Es geht mir aber um die Fälle, wo das eben für mich nicht der Fall ist. Und das ist in meinen Augen(!) die überwältigende Mehrheit aller Fotos, die ich sehe. Verlassen wir die Weltbühne und Pulitzerpreis-prämierte Fotos und tauchen ein in die „normale“ Fotografie. Ein Immobilienfoto im Exposé dient der Visualisierung der Fakten zu dieser Immobilie. Bestenfalls kommt einem Immobilienfoto die Hauptaufgabe des Emotionstransportes zu. 4 ZKB ist nicht sexy. Der Blick in den Garten schon.

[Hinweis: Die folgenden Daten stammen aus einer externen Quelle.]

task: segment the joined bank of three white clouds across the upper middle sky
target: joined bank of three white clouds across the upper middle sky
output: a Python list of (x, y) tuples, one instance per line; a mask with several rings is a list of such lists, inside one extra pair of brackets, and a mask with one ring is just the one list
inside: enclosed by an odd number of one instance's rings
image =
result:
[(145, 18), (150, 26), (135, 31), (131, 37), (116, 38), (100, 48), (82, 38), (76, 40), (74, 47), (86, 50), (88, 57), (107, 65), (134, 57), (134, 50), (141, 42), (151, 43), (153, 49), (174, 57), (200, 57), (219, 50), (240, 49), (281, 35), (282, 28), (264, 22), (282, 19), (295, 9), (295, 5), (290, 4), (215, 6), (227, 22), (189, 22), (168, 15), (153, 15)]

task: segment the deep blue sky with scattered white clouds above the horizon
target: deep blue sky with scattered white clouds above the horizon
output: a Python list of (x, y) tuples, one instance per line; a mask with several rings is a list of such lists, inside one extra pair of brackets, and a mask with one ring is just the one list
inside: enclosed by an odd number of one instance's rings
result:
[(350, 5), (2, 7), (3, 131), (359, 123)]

Schöne Landschaftsaufnahmen brauchen keine Worte. Sie stehen für sich. Und wirken für sich. Wenn das der Kern der Aussage ist, ein Bild sagt mehr als tausend Worte, dann träfe es hier zu. Aber müsste dann die Phrase nicht lauten: Ein Bild braucht keine Worte??

Bei Portraits und Streetphotography sehe ich das schon wieder ganz anders. Ich möchte erklärenden Zusatztext. Ich möchte wissen, wo und wann und warum es aufgenommen wurde. Ein wettergegerbtes Gesicht finde ich zwar interessant, es erzählt mir aber keine tausend Wörter. Alles wäre Spekulation. Wüsste ich beispielsweise, dass die Serie der Portraitfotos die letzten Ostseefischer Deutschlands zeigt (wie letztens in der Zeitschrift mare), dann finde ich das wesentlich spannender und eindringlicher.

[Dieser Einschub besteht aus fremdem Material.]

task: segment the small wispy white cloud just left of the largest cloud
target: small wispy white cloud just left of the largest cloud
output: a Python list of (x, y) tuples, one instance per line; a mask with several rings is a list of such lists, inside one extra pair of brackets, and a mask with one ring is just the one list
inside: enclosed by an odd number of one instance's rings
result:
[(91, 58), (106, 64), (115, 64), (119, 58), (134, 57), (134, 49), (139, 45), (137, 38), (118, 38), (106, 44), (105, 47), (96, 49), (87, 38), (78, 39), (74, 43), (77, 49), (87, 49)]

https://www.mare.de/angezahlt-content-4081


Bitte mal nicht weiterlesen. Welche Gedanken gehen jetzt durch den Kopf?
Stellst Du Dir Fragen? Wie beispielsweise: warum ich das jetzt fotografiert habe? Welche Geschichte steht dahinter? Spielt das eine Rolle? Was soll das?

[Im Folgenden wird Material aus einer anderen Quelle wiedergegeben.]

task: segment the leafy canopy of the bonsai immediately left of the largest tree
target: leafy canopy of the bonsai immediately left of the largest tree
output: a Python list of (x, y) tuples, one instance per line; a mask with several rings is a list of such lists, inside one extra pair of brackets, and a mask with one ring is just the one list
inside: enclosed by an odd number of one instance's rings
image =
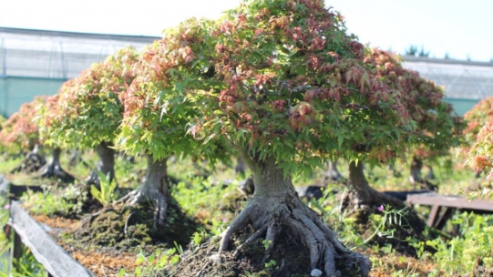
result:
[(201, 87), (202, 65), (192, 54), (201, 51), (207, 36), (201, 25), (207, 25), (207, 21), (190, 19), (170, 28), (162, 39), (140, 53), (136, 78), (120, 95), (124, 118), (119, 149), (144, 151), (154, 159), (197, 154), (197, 141), (186, 136), (187, 124), (197, 117), (197, 108), (190, 104), (187, 92)]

Hier sehen wir offenkundig eine Straßenmalerei. Soweit, so wahr. Der Grund, warum ich dieses Foto gemacht habe, ergibt sich aus dem Zeitpunkt und dem Kontext. Es war kurz nach dem Corona-Lockdown. In einer Anwohnerstraße nah bei mir zuhause. Es war warm und der übliche Eiscreme-Start in die Saison fand nicht statt. Und auch „unser“ Eisverkäufer in seinem Bus kam nicht. Hier hat offensichtlich ein Kind seine Sehnsucht und seine Wünsche „hingemalt“. Klar ist das auch nur (m)eine Interpretation. Aber eine, die im Kontext entstanden ist. Entstanden in einer Zeit der Angst, der Entbehrung und der Isolation. Ich frage mich bei sowas übrigens, welche Langzeitschäden, welche Auswirkungen diese Zeit auf die Psyche hat? Ohne diese Worte und Erklärung wäre das Bild langweilig und quasi nichtssagend. Meiner Meinung nach.

Fazit

Ich finde, dass Bild und Worte sich super ergänzen. Ergänzen sollten. Ein Bild ist meines Erachtens kein Substitut tausend Wörter. Im Idealfall ergänzen sich Bild und Wörter. Und erst dann entsteht eine (passende) Geschichte. A propos, eine weitere Weisheit besagt ja, dass gute Bilder Geschichten erzählen (müssen). Vielleicht komme ich zu diesem Punkt noch einmal separat.

Letztes Fazit und Versuch einen besseren Phrase:

Bilder sprechen eine andere Sprache.